Yo no he llegado a verlas, pero a un cronista viajero llamado Acacio Prat que vaya usted a saber por qué recaló a finales del siglo XIX en El Bierzo, se le apareció una en sueños y le contó su historia: antes de convertirse en sirena de río era humana. Se llamaba Borenia y pastoreaba los rebaños de ovejas baladoras de su padre, el caudillo astur Médulo, quien controlaba unos yacimientos de oro codiciados por los avariciosos romanos, que habían conseguido ya controlar toda Europa. El César mandó a la zona a un emisario llamado Carisio para guerrear con Médulo, pero éste se volvió loco de lujuria cuando vio a su hija: “Si me das su mano, nuestra alianza será pacífica”. El padre, que no es que fuese aliado feminista, sino que no quería ceder el oro, se negó, y hubo una cruenta batalla que ganaron los romanos. Cuando la pastora se enteró de la derrota y comprendió el amargo destino que la esperaba, lloró tanto que su llanto inundó todo hasta dar lugar a un lago bajo el que se instaló, convertida ya en una ondina llamada Carissia. El lago, Carucedo, se puede ver todavía hoy desde las Médulas, un yacimiento de los años 26 a 19 a. C. (Patrimonio de la Humanidad) en el que los romanos reventaron con la potencia de cientos de arroyos las entrañas de una montaña de arcilla y cuyas ruinas son un monumento a la fuerza creadora y destructora del agua y del hombre.

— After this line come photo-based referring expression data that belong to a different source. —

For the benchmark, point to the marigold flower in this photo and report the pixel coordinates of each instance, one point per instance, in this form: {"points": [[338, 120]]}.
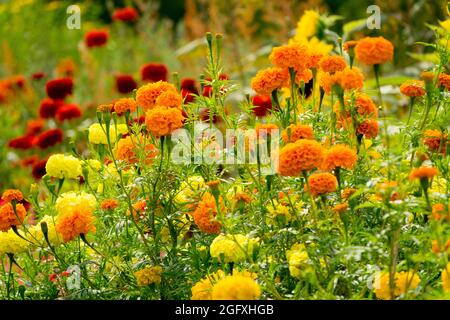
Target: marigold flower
{"points": [[73, 223], [8, 218], [96, 38], [332, 64], [432, 139], [126, 14], [291, 55], [125, 83], [205, 214], [154, 72], [59, 88], [148, 275], [413, 88], [49, 138], [232, 247], [302, 155], [369, 128], [321, 183], [146, 95], [161, 121], [374, 50], [61, 166], [423, 173], [109, 204], [339, 156], [269, 79], [236, 287], [12, 194], [123, 105], [261, 105]]}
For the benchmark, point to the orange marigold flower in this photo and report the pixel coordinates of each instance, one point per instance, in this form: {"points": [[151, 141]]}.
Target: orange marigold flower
{"points": [[296, 132], [369, 128], [147, 95], [73, 223], [12, 194], [127, 147], [161, 121], [269, 79], [321, 183], [302, 155], [266, 129], [444, 81], [374, 50], [290, 56], [123, 105], [8, 218], [332, 64], [413, 88], [423, 173], [169, 99], [205, 214], [339, 156], [109, 204], [340, 208], [432, 139]]}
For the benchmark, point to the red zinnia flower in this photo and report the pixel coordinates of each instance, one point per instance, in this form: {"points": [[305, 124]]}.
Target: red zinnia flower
{"points": [[22, 142], [154, 72], [125, 83], [126, 14], [96, 38], [262, 104], [59, 88], [68, 112], [49, 138]]}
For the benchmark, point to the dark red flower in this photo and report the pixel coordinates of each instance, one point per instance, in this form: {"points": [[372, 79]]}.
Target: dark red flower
{"points": [[38, 75], [48, 107], [49, 138], [68, 112], [154, 72], [23, 142], [59, 88], [38, 170], [126, 14], [262, 104], [125, 83], [96, 38]]}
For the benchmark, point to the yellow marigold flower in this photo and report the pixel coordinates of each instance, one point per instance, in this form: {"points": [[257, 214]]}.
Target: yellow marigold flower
{"points": [[72, 223], [232, 247], [405, 282], [12, 243], [375, 50], [269, 79], [339, 156], [236, 287], [62, 166], [148, 275], [296, 132], [97, 135], [161, 121], [123, 105], [202, 290], [302, 155], [321, 183], [413, 88], [445, 277], [12, 194], [36, 234], [423, 173], [71, 201], [147, 95]]}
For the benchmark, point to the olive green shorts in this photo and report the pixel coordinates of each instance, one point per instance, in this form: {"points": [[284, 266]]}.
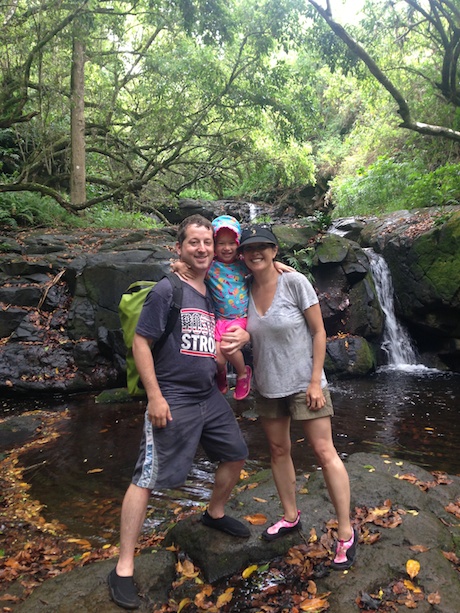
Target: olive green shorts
{"points": [[294, 406]]}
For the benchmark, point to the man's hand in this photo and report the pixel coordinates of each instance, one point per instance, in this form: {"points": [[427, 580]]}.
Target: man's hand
{"points": [[158, 411], [235, 339], [315, 397]]}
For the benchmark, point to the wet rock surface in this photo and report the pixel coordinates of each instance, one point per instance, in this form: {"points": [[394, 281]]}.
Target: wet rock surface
{"points": [[425, 531]]}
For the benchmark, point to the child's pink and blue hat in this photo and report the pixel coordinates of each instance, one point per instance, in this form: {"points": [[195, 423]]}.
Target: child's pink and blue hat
{"points": [[229, 222]]}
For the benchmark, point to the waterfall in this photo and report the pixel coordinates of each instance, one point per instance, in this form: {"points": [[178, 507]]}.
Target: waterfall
{"points": [[396, 343]]}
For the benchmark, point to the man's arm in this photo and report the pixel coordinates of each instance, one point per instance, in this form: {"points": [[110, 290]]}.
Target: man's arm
{"points": [[235, 338], [157, 407]]}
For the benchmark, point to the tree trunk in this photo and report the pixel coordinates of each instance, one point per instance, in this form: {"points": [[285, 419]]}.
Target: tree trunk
{"points": [[78, 152]]}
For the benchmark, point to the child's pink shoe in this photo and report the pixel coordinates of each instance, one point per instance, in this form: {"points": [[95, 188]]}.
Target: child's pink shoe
{"points": [[243, 386], [221, 379]]}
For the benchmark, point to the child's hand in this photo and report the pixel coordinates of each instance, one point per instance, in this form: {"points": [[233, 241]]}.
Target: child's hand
{"points": [[183, 269], [280, 267]]}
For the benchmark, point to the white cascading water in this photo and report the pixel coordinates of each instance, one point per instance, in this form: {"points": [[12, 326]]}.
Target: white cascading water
{"points": [[396, 343]]}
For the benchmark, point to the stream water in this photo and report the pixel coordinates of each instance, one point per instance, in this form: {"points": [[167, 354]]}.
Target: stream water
{"points": [[404, 410], [412, 414]]}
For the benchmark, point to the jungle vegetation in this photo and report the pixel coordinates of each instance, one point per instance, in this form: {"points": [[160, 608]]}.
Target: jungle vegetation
{"points": [[117, 107]]}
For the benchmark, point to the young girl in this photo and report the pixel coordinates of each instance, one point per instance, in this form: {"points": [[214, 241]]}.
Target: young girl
{"points": [[226, 279]]}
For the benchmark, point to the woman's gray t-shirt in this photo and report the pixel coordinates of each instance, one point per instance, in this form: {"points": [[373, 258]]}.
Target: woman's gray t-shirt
{"points": [[281, 340]]}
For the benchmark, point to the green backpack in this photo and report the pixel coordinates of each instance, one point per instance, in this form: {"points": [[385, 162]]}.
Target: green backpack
{"points": [[129, 309]]}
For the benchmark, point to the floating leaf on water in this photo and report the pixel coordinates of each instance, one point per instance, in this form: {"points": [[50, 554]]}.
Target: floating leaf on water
{"points": [[412, 568], [247, 572]]}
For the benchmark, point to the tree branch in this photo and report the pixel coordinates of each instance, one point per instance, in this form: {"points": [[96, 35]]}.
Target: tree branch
{"points": [[403, 107]]}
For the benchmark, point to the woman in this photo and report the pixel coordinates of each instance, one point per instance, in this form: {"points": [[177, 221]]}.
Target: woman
{"points": [[289, 346]]}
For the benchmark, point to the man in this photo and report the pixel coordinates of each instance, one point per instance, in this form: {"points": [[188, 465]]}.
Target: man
{"points": [[184, 406]]}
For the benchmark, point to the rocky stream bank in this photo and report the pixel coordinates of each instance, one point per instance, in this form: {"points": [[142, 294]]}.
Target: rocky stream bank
{"points": [[401, 511], [59, 294]]}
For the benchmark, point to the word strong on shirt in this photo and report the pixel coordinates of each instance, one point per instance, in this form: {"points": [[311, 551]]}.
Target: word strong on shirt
{"points": [[197, 330]]}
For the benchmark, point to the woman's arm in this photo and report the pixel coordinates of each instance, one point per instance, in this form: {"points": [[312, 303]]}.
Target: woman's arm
{"points": [[315, 397]]}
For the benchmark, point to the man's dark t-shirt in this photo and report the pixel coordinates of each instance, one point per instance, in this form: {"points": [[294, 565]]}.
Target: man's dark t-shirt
{"points": [[186, 365]]}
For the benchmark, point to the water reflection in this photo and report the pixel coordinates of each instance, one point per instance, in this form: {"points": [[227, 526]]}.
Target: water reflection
{"points": [[82, 476]]}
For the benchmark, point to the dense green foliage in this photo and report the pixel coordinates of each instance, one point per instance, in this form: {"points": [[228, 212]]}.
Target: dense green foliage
{"points": [[226, 99]]}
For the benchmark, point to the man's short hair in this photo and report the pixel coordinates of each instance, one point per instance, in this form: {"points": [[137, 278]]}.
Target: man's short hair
{"points": [[192, 220]]}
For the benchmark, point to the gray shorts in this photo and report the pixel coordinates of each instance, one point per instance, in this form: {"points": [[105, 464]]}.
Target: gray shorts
{"points": [[294, 406], [166, 454]]}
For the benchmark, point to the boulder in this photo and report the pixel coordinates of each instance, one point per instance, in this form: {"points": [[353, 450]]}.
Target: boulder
{"points": [[400, 512]]}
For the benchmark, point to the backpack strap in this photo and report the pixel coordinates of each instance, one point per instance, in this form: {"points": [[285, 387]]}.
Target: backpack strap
{"points": [[174, 310]]}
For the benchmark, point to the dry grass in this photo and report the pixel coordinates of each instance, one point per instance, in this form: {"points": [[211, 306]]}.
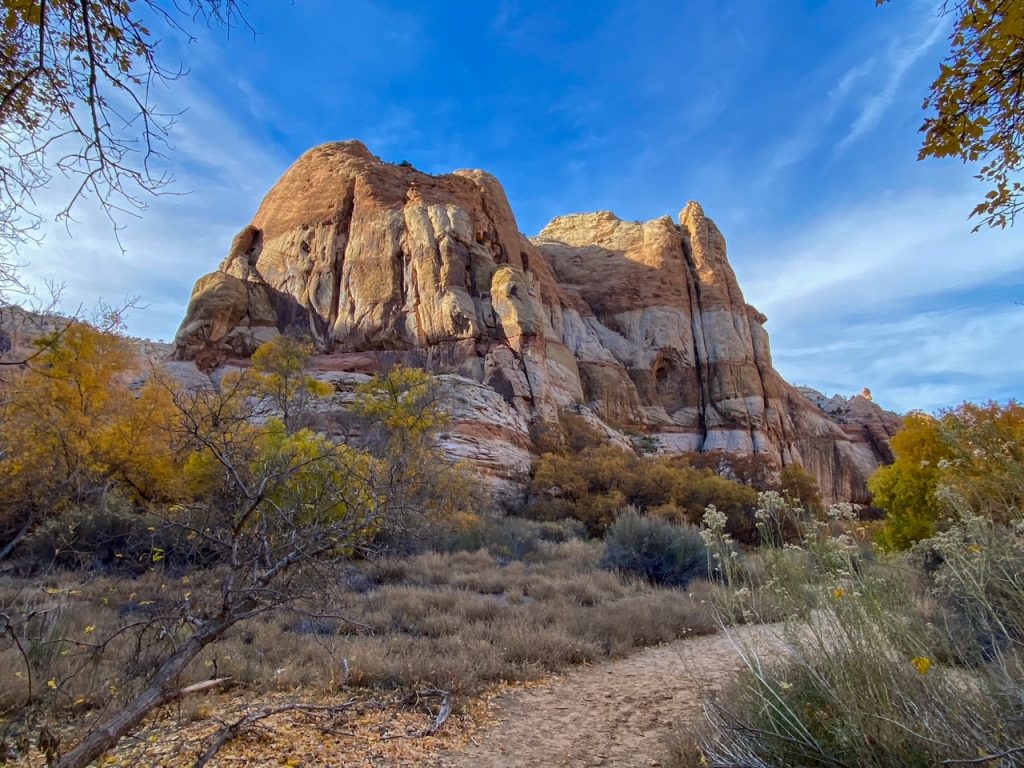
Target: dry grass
{"points": [[460, 622]]}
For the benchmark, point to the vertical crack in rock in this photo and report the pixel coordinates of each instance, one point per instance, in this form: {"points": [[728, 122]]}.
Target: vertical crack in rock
{"points": [[602, 315]]}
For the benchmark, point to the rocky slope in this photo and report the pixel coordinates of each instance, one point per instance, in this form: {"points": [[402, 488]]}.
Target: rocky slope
{"points": [[640, 326]]}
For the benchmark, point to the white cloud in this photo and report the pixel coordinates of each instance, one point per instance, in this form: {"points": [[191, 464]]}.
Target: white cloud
{"points": [[221, 174], [892, 70], [897, 295]]}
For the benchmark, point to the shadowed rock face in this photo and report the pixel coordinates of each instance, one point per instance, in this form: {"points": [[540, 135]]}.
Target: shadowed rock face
{"points": [[642, 324]]}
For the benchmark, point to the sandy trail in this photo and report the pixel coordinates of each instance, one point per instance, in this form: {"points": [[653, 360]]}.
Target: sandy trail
{"points": [[615, 714]]}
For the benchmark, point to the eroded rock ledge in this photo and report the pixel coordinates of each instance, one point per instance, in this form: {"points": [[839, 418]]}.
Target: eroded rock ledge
{"points": [[641, 325]]}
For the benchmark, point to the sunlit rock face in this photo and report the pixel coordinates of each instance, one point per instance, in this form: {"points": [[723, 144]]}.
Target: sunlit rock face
{"points": [[641, 324]]}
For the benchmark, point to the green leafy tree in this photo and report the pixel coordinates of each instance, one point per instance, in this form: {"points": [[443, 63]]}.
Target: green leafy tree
{"points": [[402, 416], [280, 375], [906, 488], [977, 101], [968, 460]]}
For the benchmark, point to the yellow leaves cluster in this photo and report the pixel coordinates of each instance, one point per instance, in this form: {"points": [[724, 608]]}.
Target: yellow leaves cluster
{"points": [[977, 101], [72, 421]]}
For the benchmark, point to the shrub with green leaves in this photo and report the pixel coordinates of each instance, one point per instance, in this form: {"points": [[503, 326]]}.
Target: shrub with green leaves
{"points": [[893, 664], [658, 551]]}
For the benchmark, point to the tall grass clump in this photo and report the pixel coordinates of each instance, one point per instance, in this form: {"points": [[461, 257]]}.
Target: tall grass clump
{"points": [[911, 659], [653, 549]]}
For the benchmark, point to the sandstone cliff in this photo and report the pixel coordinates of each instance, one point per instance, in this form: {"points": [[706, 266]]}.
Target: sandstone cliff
{"points": [[642, 326]]}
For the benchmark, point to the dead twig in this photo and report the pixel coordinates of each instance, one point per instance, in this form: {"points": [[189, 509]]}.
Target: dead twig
{"points": [[231, 731]]}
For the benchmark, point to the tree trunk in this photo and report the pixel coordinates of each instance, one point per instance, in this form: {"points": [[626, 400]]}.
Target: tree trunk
{"points": [[9, 547], [104, 734]]}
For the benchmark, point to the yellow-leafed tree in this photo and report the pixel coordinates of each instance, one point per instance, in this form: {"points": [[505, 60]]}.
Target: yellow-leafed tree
{"points": [[72, 426]]}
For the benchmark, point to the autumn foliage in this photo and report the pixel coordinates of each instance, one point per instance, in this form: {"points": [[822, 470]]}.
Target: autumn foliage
{"points": [[968, 459]]}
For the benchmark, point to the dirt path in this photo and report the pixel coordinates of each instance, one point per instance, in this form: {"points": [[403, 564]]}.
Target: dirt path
{"points": [[615, 714]]}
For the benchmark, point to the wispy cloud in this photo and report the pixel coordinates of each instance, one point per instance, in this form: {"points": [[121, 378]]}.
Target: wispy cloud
{"points": [[892, 70], [897, 295], [178, 237]]}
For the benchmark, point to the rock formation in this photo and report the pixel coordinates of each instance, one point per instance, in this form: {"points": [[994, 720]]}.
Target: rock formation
{"points": [[641, 326]]}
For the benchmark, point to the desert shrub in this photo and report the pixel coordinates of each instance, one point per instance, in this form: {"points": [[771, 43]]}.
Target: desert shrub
{"points": [[593, 484], [654, 549], [507, 537], [970, 458], [111, 536], [888, 665]]}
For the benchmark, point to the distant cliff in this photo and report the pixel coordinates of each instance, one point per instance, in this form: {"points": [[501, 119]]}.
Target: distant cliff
{"points": [[642, 326]]}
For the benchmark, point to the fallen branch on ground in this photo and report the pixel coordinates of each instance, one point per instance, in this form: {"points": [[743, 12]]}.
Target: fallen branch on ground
{"points": [[230, 731]]}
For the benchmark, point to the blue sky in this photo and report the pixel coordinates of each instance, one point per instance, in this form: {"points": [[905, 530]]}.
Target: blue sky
{"points": [[795, 124]]}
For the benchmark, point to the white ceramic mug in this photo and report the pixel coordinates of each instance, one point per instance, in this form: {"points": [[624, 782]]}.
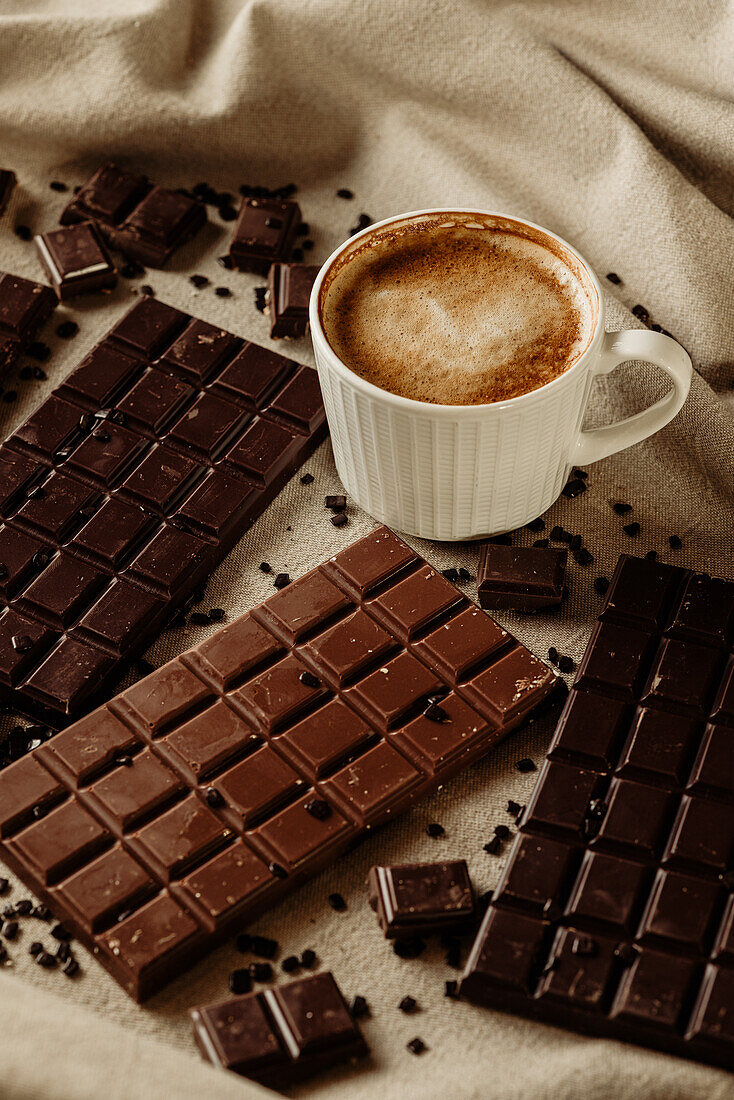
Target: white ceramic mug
{"points": [[468, 471]]}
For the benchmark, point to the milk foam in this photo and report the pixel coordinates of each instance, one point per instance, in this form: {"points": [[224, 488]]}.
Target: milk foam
{"points": [[458, 314]]}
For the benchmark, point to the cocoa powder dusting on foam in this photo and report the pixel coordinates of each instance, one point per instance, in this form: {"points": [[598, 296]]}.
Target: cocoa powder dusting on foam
{"points": [[458, 315]]}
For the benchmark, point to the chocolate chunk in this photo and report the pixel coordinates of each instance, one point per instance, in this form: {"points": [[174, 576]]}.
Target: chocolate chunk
{"points": [[166, 417], [611, 847], [522, 578], [384, 631], [76, 260], [7, 186], [139, 219], [289, 288], [24, 308], [359, 1008], [255, 243], [422, 898], [283, 1035]]}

Según la tradición, las ondinas tienen como misión cuidar de los ecosistemas fluviales. Supongo que Carissia ahora estará llorando de nuevo: su lago se cierra cada dos por tres al baño por vertidos fecales que han estimulado la aparición de un alga tóxica y los expertos (como Alfredo Ollero, profesor de geografía física de la Universidad de Zaragoza al que sus hijos llaman “cuidador de ríos”) dicen que el cambio climático, cómo no, amenaza seriamente a los ríos (también a los de El Bierzo) cuyos caudales «son cada vez más irregulares, con estiajes y crecidas torrenciales, y cuyos cauces cada vez son más estrechos y encajados». Ojalá esto también fuese un bulo o una leyenda, pero no lo es.